Does this case jeopardize lawyers getting real litigation funding? Not really, since in a commercial litigation funding transaction, the funder should have no pre-existing interest in the litigation. That should make it difficult for the IRS to argue that the funder’s advance is a disguised payment for the attorney’s legal services. As long as the loan documentation does not condition the borrower’s obligation on the outcome of the litigation, Novoselsky should not prevent loans from qualifying as loans, or as purchases for the deals structured that way. Novoselsky reminds us—if we need one—that plaintiffs and lawyers should generally not prepare funding documents themselves. They should not include any language suggesting that their obligation to repay a loan depends on the success of the litigation. They should limit the funders’ recourse to a security interest in the litigation proceeds. 

Of course, loans are not common in commercial litigation funding in the first place. Most are purchases, often prepaid forward purchases. That further diminishes the impact of Novoselsky. In the few loans that come along, professional loan documentation usually includes a non-contingent payment obligation. Novoselsky also warns lawyers not to borrow from clients or anyone else with a stake in the case’s outcome.

Otherwise, there is a risk that a lender’s advance may be re-characterized as an advance payment of compensation. If the lender is a professional funder with no prior interest in the lawsuit, the risk seems low. Still, does Novoselsky warn lawyers that they may face a somewhat greater tax risk than plaintiffs who are similarly situated? Suppose that a plaintiff sells a part of his case under a good prepaid forward contract. It may be awfully difficult for the IRS to find a way to tax the upfront money until the contract closes on the conclusion of the case. But let’s say that only the contingent fee lawyer is the seller under the contract, and the plaintiff is not even participating in the deal.

Let’s say the lawyer is entitled to 40% if the case produces money, and he “sells” his right to half of that fee. Even if the lawyer’s funding deal is documented as a legitimate prepaid forward, it may be more tempting for the IRS to seek ways to attack the arrangement.
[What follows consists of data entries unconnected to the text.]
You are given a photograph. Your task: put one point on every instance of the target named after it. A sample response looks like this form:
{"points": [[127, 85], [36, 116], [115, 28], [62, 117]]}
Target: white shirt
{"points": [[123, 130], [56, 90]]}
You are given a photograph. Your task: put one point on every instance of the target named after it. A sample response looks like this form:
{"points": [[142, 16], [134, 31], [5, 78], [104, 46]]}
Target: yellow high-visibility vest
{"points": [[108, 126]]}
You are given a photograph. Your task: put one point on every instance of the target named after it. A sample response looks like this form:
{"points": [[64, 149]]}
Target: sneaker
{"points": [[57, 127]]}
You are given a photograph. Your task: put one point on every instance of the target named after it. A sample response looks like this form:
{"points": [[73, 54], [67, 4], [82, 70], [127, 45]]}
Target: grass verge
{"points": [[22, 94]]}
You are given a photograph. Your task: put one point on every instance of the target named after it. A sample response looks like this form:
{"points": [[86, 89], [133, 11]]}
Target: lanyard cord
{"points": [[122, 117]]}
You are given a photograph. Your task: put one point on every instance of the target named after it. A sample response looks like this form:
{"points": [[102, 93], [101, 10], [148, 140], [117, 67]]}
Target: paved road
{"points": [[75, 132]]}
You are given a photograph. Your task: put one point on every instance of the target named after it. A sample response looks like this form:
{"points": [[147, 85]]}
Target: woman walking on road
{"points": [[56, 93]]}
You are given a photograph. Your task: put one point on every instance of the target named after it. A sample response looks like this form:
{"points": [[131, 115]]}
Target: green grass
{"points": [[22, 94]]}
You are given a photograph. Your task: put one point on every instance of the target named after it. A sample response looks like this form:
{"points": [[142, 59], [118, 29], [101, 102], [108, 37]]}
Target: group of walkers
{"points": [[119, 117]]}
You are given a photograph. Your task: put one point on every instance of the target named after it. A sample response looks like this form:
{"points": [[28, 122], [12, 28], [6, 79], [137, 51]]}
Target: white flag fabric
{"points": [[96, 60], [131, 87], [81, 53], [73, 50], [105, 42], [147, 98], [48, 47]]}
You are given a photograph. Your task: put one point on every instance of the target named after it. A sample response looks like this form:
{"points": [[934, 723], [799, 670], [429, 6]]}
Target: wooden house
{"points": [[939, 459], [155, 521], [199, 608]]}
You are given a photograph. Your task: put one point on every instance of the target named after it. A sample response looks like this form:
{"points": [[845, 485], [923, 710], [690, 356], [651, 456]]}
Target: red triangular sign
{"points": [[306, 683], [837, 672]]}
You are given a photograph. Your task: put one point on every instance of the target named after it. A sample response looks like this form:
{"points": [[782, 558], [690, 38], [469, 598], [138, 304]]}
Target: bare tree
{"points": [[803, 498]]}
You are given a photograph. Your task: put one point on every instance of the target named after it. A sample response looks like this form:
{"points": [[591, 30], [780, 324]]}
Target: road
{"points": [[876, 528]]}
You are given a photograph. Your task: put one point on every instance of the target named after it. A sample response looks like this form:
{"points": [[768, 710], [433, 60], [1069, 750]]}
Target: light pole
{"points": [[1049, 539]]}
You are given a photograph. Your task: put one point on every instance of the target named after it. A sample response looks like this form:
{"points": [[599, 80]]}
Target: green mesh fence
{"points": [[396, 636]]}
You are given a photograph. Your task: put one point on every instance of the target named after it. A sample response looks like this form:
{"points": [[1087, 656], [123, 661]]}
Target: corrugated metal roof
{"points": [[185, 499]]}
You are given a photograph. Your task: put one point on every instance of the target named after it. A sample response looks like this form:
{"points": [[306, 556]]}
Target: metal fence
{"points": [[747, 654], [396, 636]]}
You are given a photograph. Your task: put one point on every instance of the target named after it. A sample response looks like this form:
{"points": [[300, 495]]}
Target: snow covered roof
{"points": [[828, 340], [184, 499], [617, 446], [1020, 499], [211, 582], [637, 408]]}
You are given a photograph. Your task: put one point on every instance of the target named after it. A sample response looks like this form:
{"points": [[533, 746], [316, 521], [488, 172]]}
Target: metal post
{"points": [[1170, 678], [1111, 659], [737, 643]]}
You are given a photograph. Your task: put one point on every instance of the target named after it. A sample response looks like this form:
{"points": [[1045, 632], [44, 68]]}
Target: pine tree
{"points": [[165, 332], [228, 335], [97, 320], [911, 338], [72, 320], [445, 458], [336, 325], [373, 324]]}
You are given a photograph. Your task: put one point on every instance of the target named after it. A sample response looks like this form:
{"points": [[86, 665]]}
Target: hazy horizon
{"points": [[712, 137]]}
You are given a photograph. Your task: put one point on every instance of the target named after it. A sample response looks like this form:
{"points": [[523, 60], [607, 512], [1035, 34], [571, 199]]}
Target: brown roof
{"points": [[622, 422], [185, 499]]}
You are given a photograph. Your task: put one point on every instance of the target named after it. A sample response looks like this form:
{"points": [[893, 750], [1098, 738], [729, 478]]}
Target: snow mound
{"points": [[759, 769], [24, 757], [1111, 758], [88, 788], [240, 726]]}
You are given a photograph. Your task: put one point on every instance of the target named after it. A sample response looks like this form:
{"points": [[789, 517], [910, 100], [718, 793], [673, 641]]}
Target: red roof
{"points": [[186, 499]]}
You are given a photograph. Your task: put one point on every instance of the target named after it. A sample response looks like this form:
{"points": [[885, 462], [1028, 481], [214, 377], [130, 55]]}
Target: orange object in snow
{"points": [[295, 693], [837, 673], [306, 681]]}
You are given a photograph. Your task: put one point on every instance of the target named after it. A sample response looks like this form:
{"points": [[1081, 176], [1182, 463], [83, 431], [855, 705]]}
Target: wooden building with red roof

The lawyer, unlike the plaintiff, is always earning compensation income, so a successful challenge will hit the lawyer with ordinary income. And, of course, the IRS has a long history of going after lawyers to set an example.

Perhaps this is one reason many lawyer funding deals are structured with the plaintiff(s) also participating on some level. It is another reason that the tax timing issues for lawyers may be a little more sensitive than for plaintiffs. In the end, though, the strange case of Novoselsky seems like such a slam dunk for the IRS, and such an obvious loser for the D-I-Y lawyer that it’s also a reminder to all: don’t try this at home.